LinkedIn notified me that it’s been 10 years since I started my own law practice in April 2010. It’s hard to believe it’s been 10 years, but it has been a wild ride, full of highs and lows and my own series of branded 401(k) advisor conferences)
Dissatisfied with my role as an associate at a mid-sized law firm, I’m sure I surprised many including family members when I decided to go out on my own. I went on my own because I had enough of the mid-sized law firm model. It was a model based on bureaucracy and high billing, in order to support a huge overhead of fancy offices and too much staff (did we really need 3 people in billing?) Before I started on my own, I had talks with another mid-sized law firm about a job and they told me that to support a salary of $150,000, I’d have to bring in $400,000 worth of business. If I could bring in $400,000 in business, why would I need a law firm to waste away $250,000 of it?

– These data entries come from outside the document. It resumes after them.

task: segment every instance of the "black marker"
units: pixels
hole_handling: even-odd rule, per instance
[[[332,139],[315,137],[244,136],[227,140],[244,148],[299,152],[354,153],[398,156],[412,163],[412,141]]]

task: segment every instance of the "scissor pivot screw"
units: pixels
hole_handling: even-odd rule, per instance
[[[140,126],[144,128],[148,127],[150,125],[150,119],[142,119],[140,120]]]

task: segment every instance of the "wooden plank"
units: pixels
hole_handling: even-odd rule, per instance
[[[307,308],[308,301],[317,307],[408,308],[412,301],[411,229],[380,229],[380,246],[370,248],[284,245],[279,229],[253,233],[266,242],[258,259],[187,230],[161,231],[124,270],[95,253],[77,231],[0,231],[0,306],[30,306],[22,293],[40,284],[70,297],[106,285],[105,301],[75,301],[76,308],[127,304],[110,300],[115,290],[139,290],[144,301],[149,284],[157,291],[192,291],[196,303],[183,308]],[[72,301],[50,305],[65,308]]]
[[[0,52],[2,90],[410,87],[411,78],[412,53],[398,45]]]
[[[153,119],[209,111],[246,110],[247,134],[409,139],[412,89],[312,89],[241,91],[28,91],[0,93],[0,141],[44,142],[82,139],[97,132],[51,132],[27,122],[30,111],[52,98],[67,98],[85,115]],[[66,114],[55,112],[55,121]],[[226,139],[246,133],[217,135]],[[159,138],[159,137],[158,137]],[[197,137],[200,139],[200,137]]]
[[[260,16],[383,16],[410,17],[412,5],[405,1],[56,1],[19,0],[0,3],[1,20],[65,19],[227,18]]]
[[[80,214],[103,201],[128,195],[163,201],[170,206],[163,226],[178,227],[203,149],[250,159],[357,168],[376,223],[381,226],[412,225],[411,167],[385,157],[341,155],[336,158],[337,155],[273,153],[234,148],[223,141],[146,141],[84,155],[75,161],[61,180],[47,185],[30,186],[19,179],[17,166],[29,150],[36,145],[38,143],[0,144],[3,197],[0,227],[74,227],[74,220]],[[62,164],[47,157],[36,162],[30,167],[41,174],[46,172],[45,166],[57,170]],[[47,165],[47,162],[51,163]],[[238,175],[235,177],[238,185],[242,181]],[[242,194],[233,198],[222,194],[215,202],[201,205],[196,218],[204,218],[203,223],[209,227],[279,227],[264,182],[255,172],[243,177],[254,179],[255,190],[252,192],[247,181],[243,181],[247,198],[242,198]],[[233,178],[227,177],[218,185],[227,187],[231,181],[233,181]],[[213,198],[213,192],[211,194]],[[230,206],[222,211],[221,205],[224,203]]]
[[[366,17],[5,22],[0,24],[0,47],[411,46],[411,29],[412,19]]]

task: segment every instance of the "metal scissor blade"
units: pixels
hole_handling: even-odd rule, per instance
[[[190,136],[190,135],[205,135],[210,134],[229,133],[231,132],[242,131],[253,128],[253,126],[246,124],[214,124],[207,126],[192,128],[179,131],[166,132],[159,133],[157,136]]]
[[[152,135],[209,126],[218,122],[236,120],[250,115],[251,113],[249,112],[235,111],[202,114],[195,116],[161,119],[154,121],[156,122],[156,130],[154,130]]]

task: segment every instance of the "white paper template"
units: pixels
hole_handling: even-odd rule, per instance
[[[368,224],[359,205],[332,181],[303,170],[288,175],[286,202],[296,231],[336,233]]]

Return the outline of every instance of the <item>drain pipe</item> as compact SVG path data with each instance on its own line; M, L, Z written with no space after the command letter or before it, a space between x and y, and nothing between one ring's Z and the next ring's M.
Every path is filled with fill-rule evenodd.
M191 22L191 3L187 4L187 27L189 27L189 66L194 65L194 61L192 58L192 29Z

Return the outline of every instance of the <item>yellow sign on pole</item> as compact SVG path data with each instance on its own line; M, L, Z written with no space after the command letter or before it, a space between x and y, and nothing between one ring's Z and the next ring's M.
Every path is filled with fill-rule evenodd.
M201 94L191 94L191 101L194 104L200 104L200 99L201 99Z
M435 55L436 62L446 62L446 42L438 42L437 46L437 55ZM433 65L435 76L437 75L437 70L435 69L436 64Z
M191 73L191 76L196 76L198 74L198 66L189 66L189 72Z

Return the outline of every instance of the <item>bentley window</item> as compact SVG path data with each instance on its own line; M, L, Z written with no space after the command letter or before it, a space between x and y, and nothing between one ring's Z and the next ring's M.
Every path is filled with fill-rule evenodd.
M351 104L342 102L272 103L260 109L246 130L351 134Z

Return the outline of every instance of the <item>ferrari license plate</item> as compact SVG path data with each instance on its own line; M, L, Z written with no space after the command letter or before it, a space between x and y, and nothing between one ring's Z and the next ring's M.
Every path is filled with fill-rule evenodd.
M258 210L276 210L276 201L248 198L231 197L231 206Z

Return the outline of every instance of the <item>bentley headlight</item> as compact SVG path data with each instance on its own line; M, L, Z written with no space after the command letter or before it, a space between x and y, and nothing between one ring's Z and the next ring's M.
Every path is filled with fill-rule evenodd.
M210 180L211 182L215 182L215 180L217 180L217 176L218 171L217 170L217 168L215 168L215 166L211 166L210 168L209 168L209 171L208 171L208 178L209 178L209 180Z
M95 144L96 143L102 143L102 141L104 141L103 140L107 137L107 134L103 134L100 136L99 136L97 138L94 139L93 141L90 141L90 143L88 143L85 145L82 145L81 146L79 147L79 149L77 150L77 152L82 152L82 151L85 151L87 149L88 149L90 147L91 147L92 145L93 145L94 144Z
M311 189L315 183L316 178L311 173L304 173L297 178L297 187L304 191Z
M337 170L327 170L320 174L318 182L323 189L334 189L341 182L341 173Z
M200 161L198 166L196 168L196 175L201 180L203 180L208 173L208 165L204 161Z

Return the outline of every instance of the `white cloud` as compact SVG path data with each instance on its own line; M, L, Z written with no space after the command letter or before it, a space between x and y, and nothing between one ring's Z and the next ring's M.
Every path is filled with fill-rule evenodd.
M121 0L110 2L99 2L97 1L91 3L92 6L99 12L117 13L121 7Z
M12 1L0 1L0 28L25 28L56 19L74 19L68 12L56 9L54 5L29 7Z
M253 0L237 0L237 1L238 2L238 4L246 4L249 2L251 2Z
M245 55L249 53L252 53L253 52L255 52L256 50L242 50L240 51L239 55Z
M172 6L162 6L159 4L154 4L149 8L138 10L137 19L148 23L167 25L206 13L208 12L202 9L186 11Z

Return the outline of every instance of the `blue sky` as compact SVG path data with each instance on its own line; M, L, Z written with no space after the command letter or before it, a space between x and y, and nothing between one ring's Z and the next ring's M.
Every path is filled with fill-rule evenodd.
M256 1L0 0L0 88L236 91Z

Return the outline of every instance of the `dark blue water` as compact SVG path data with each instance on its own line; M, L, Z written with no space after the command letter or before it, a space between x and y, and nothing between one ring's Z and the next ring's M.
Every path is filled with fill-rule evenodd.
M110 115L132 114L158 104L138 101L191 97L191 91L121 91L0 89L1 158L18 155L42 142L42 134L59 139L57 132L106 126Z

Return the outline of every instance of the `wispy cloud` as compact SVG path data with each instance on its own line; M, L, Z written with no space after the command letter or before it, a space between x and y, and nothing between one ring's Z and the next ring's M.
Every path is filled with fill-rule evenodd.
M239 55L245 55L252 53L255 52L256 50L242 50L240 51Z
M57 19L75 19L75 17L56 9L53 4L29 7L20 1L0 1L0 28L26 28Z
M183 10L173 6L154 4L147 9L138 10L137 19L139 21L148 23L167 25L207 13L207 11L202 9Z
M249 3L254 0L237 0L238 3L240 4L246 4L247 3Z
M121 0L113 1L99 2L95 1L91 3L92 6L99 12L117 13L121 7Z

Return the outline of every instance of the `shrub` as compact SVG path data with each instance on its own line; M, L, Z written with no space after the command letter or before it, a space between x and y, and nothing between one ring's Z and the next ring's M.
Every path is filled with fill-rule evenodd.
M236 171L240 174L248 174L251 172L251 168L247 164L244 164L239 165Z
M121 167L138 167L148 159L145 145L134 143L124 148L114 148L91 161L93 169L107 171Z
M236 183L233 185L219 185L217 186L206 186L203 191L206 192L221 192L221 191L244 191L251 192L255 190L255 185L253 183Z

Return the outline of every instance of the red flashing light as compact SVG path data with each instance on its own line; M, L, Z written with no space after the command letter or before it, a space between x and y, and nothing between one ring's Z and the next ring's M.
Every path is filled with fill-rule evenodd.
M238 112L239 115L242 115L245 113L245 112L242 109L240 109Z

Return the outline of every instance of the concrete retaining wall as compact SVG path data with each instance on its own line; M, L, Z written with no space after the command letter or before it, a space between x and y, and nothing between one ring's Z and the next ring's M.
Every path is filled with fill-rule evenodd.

10 years later, I’m still bitter over my experience as a law firm associate. While I should take pride in my success over the last 10 years, I dwell on the failure I experienced in trying to bring in business for Meyer Suozzi English & Klein (Meyer Suozzi). I knew I had the skills to bring in business, but I was dealing with a bureaucracy that would take six months to approve an article I wrote and I wasn’t even allowed to use social media because the law firm advertising guru (who was an associate who drew no business and had no idea what social media is (it isn’t advertising Rob)).
The law firm was managed by a lawyer who was a snob and had such disdain for social media, even though her husband used it for his own law firm to great success. In addition, it was a mid-sized law firm made up of many former solo lawyers who didn’t want to introduce me to their clients even though they would make a 50% bonus of any fees I’d bring in.
I knew when I opened up my own law practice in 2010, that I would succeed and Meyer Suozzi would falter. I wasn’t being arrogant, I just knew that writing articles that plan providers could use for their own marketing would engender enough goodwill that these grateful providers would refer me business. I knew Meyer Suozzi would falter because they had a managing partner who still thought it 1985 and a bumbling law firm administrator (who since left) who misused the marketing department by having them publish his law administration articles that drew no business.
When I left in 2010, Meyer Suozzi had 65 attorneys, they are down to 39 and lost many practice areas including New York Government law, ERISA (hi, there), most of their labor law department (Hi, Rick), and almost their entire Bankruptcy Department. All of the law firm partners in the New York office that didn’t treat me well are gone too, some struggling in Of Counsel positions with other firms.
The bitterness is about failing to draw enough business to sustain a growing National ERISA practice, but also because I tried to make friends with and bring in business for law firm partners, who clearly had no interest in having a relationship with me. Whether it was giving out free U.S. Open Golf tickets or introducing partners to people they should network with, it was a one-sided relationship and it took me until I went on my own to recognize that. People suggested that I shouldn’t have burned my bridges with Meyer Suozzi, but my rationale was that if they didn’t refer me business when I was there, why would they start now? The bitterness is still there, yet it has inspired me to work hard and do well. Every day is to prove all of them wrong, again and again.
I know I should enjoy the moment of 10 years in business (most of it successful), but my time at Meyer Suozzi reminded me of a few times in life when the relationship was one-sided (on my end) and I cared too much and I got hurt because I didn’t see it even though the signs were always there. The success has helped with the bitterness because Meyer Suozzi’s loss is my gain and I never would have had the success there that I have on my own because I’d still be dealing with people who might be good lawyers but are just terrible business people.
I built my law firm (not on rock-n-roll, my wife hates that Starship song) by not being like Meyer Suozzi, that’s my reward. Like Andy Dufresne in The Shawshank Redemption, who had to crawl through a 1.5-mile sewer pipe, I came out cleaner, bigger, and better on the other side, 10 years in.